Starting from 2004 Sasse began to exhibit even the elementary singular studies for possible future works – his so-called Skizzen (Sketches). These also constitute the source material for his other project, entitled Speicher (Storeroom), which from a different perspective also demonstrates his long-term interest in the categorization of imagery and image databases, displayed for the first time at the Musée d’Art Moderne de la Ville de Paris in 2008 (although in reference to his work “Speicher” translates as storage space, in German the word contains all of the following meanings: granary, storage, collection, and also the notion of computer memory).
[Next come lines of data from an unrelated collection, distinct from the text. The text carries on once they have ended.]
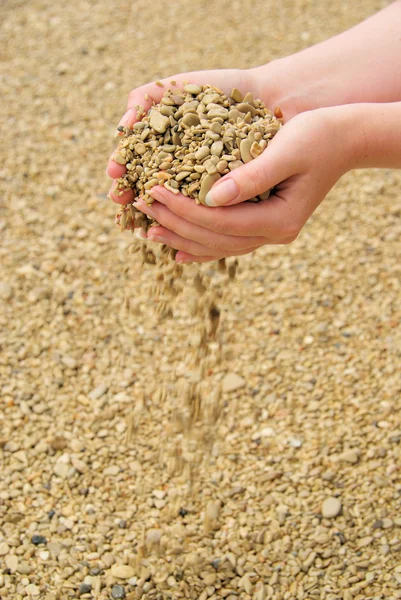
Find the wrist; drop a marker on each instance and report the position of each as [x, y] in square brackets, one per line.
[370, 133]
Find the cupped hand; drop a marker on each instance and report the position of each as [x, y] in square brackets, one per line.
[303, 162]
[147, 95]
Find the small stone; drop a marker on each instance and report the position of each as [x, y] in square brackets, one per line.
[232, 382]
[351, 456]
[38, 539]
[32, 590]
[190, 88]
[12, 562]
[366, 541]
[98, 392]
[69, 361]
[387, 523]
[153, 537]
[160, 494]
[117, 592]
[331, 508]
[112, 470]
[62, 470]
[122, 571]
[85, 588]
[6, 291]
[158, 121]
[58, 443]
[79, 465]
[4, 548]
[55, 548]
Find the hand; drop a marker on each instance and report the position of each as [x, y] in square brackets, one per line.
[271, 83]
[304, 160]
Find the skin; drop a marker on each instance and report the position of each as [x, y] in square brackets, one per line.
[336, 92]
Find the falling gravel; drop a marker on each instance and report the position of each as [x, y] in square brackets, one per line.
[307, 364]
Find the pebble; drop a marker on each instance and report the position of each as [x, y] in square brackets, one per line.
[117, 591]
[158, 121]
[192, 89]
[331, 508]
[98, 392]
[58, 443]
[32, 590]
[4, 548]
[85, 588]
[38, 539]
[12, 562]
[122, 571]
[232, 382]
[55, 548]
[63, 470]
[6, 290]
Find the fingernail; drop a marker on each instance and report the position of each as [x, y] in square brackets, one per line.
[140, 234]
[222, 193]
[157, 238]
[142, 206]
[126, 118]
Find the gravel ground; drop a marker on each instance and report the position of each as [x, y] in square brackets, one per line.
[300, 497]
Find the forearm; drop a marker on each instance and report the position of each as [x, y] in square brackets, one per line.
[373, 135]
[362, 64]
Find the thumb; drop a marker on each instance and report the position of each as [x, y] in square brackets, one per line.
[256, 177]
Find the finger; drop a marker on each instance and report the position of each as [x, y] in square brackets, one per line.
[114, 170]
[271, 219]
[273, 166]
[189, 231]
[185, 257]
[118, 197]
[224, 79]
[171, 239]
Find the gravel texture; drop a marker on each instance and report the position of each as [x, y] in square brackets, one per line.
[301, 495]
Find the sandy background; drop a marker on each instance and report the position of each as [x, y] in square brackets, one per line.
[313, 328]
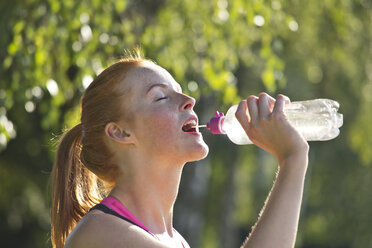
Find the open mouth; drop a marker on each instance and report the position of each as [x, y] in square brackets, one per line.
[189, 126]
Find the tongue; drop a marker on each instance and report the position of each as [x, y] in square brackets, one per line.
[188, 128]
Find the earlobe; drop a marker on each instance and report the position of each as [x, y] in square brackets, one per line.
[116, 133]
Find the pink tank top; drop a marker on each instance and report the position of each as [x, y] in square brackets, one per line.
[115, 205]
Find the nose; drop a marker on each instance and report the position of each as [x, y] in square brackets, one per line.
[188, 103]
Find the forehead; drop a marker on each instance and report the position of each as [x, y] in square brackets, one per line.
[142, 77]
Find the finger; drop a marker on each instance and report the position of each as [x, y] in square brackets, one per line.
[281, 101]
[266, 105]
[252, 102]
[242, 116]
[263, 106]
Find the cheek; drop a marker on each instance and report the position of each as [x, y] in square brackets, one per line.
[161, 127]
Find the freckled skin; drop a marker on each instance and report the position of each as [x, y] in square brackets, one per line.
[157, 124]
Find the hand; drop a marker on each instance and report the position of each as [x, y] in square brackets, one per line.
[267, 126]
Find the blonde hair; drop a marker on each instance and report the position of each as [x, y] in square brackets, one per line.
[84, 169]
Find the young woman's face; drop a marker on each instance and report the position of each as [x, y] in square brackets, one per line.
[162, 117]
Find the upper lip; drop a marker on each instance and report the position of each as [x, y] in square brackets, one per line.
[192, 118]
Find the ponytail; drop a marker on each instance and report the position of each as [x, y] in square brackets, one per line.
[85, 168]
[74, 187]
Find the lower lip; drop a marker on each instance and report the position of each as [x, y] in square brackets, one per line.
[194, 133]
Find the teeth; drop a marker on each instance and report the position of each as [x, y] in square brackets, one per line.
[191, 122]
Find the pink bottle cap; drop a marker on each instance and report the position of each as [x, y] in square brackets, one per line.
[215, 124]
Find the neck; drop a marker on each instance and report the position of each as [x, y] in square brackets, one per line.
[149, 191]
The total of 29 framed photographs from the series Speicher cannot be seen in their entirety; the visiting viewer can only ask the gallery assistants to display a unique assembly of selected pieces on a designated wall, using a given complex key that combines subject and taste criteria. Sasse personally tested the suitability or unsuitability of tens of thousands of combinations of individual photographs, which he then transformed into an extensive accompanying handbook. Having thus entered the gallery, visitors encounter an object that partly resembles a minimalist sculpture and partly an antiquated mainframe computer, which contains the analogue database through which Sasse has laboriously encoded his own imagery and imagination.
Across his entire oeuvre Jörg Sasse is more than a photographer, an obsessive archivist and a constructor of images engaged in the creation of his own parallel pictorial cosmos. In his own way, he takes the Becheresque quasi-scientific “unconcerned” approach and develops it to address wider and more general implications: he integrates automated (though always necessarily controlled) categorizations for labelling our visual sub-consciousness, for the psychoanalysis of the unavoidably photographic existence of the present.